5 “And Jesus answered and said unto them, For the hardness of your heart he

wrote you this precept.  6 But from the beginning of the creation God made

them male and female.  7 For this cause shall a man leave his father and mother,

and cleave to his wife;  8 And they twain shall be one flesh: so then they are no

more twain, but one flesh.  9 What therefore God hath joined together, let not

man put asunder.”  Matthew appears to give the more full account, of which Mark's

is an abbreviation. If we suppose the scribes here to interpose their question,

"Why then did Moses permit a bill of divorcement?" the two narratives fit exactly.
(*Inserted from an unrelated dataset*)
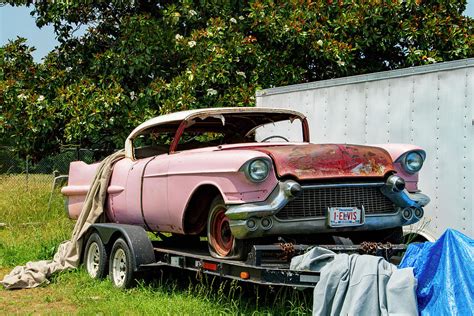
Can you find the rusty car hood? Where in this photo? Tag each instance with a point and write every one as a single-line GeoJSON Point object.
{"type": "Point", "coordinates": [319, 161]}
Our Lord here answers their question, For your hardness of heart he wrote you this

commandment. He permitted (not commanded) them to put away their wives, lest

dislike might turn to hatred. From the beginning God joined them in one indissoluble

bond; but man's nature having become corrupt through sin, that sin changed and

corrupted the institution, and so was the occasion of bills of divorcement, and

polygamy. The Law of Moses put some restraint upon the freedom with which

men had till then put away their wives; for thenceforth, a divorce could not take

place until some legal steps had been taken, and a regular instrument had been

drawn up; and this delay might often be the means of preventing a divorce which

might otherwise have been effected in a moment of passion. Thus this legislation

was adapted to the imperfect moral condition of the people, who were as yet quite

unprepared for a higher moral code. (Modern folks must not either!!!??? – CY – 2019)


10 “And in the house His disciples asked Him again of the same matter.” 
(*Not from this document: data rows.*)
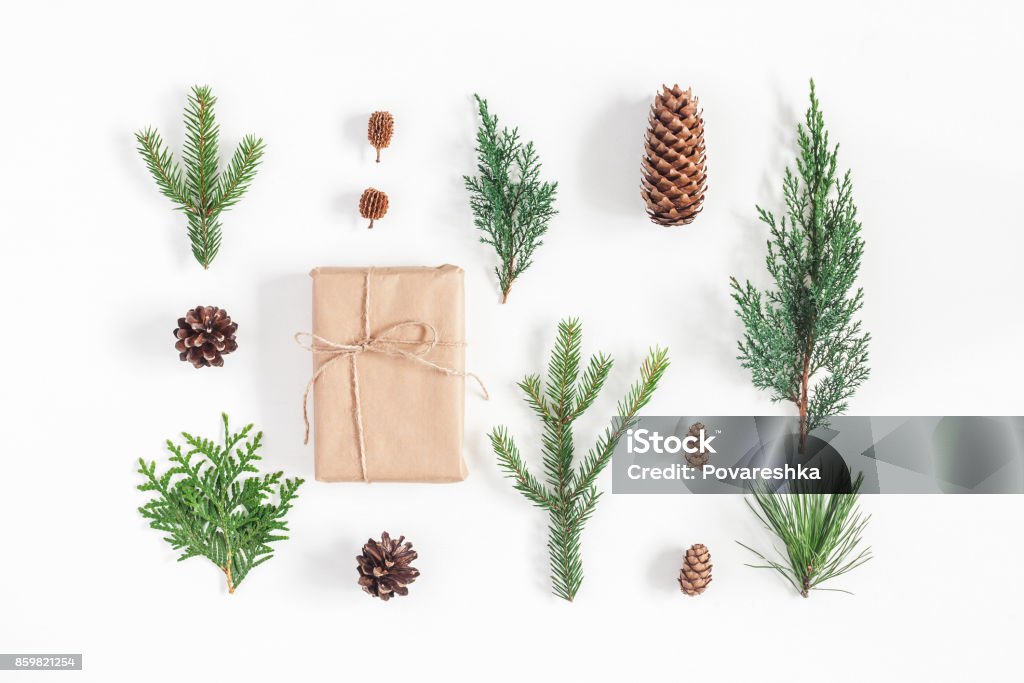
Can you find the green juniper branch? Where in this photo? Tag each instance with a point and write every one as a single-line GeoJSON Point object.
{"type": "Point", "coordinates": [200, 191]}
{"type": "Point", "coordinates": [207, 509]}
{"type": "Point", "coordinates": [569, 495]}
{"type": "Point", "coordinates": [511, 206]}
{"type": "Point", "coordinates": [803, 344]}
{"type": "Point", "coordinates": [801, 341]}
The discussion with the Pharisees, related in the previous verses, had taken place in

public. But now in the house, and in private, the disciples asked Him again of this

matter; so that what follows seems here to have been said to them privately. But it

would appear from Matthew (Matthew 19:8) that our Lord had already said this in

public; so that here He proclaims a new law, or rather affirms the sanctions of the

primitive institution, abrogating the "bill of divorcement" excepting in the one case

of fornication, and restoring the rite of marriage to its primaeval and indissoluble



11 “And He saith unto them, Whosoever shall put away his wife, and marry

another, committeth adultery against her.”  Committeth adultery against her

(μοιχᾶται ἐπ αὐτήνmoichatai ep autaenis committing adultery on her).
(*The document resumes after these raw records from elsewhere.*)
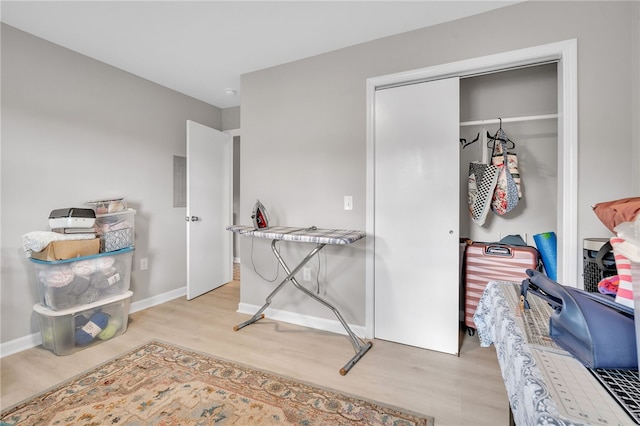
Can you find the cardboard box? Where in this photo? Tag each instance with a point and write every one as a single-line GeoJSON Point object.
{"type": "Point", "coordinates": [70, 249]}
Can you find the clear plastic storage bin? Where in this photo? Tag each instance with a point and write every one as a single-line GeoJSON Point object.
{"type": "Point", "coordinates": [65, 284]}
{"type": "Point", "coordinates": [67, 331]}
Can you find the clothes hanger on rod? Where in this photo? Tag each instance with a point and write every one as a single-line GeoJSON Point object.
{"type": "Point", "coordinates": [491, 143]}
{"type": "Point", "coordinates": [464, 142]}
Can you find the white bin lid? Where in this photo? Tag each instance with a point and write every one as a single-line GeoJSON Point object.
{"type": "Point", "coordinates": [81, 308]}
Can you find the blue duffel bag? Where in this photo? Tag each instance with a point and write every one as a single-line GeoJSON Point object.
{"type": "Point", "coordinates": [595, 329]}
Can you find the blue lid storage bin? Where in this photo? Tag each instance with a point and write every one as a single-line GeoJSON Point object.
{"type": "Point", "coordinates": [65, 284]}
This must surely mean the wife that has been put away. The adultery is against her,

against her rights and interests.


12 “And if a woman shall put away her husband, and be married to another, she

committeth adultery.”  This verse should be read thus: And if she herself shall put

away her husband, and marry another, she committeth adultery (καὶ ἐὰν αὐτὴ

ἀπολύσασα τὸν ἄνδρα αὑτῆς γαμήση ἄλλον μοιχᾶταιkai ean autae apolusasa

ton andra autaes gamaesae allon moichatai). This reading is well supported.

These words indicate that, according to our blessed Lord's teaching, wives and

husbands have equal rights in reference to divorce; and so the Greek, according to

the best authorities, is (γαμήσηgamaesae - shall marry), not (γαμηθῆ - gamaethae

shall be married).  Josephus, however, makes it evident that in his time husband and

wife had by no means equal rights in these matters ('Antiq.' 15:7, 10).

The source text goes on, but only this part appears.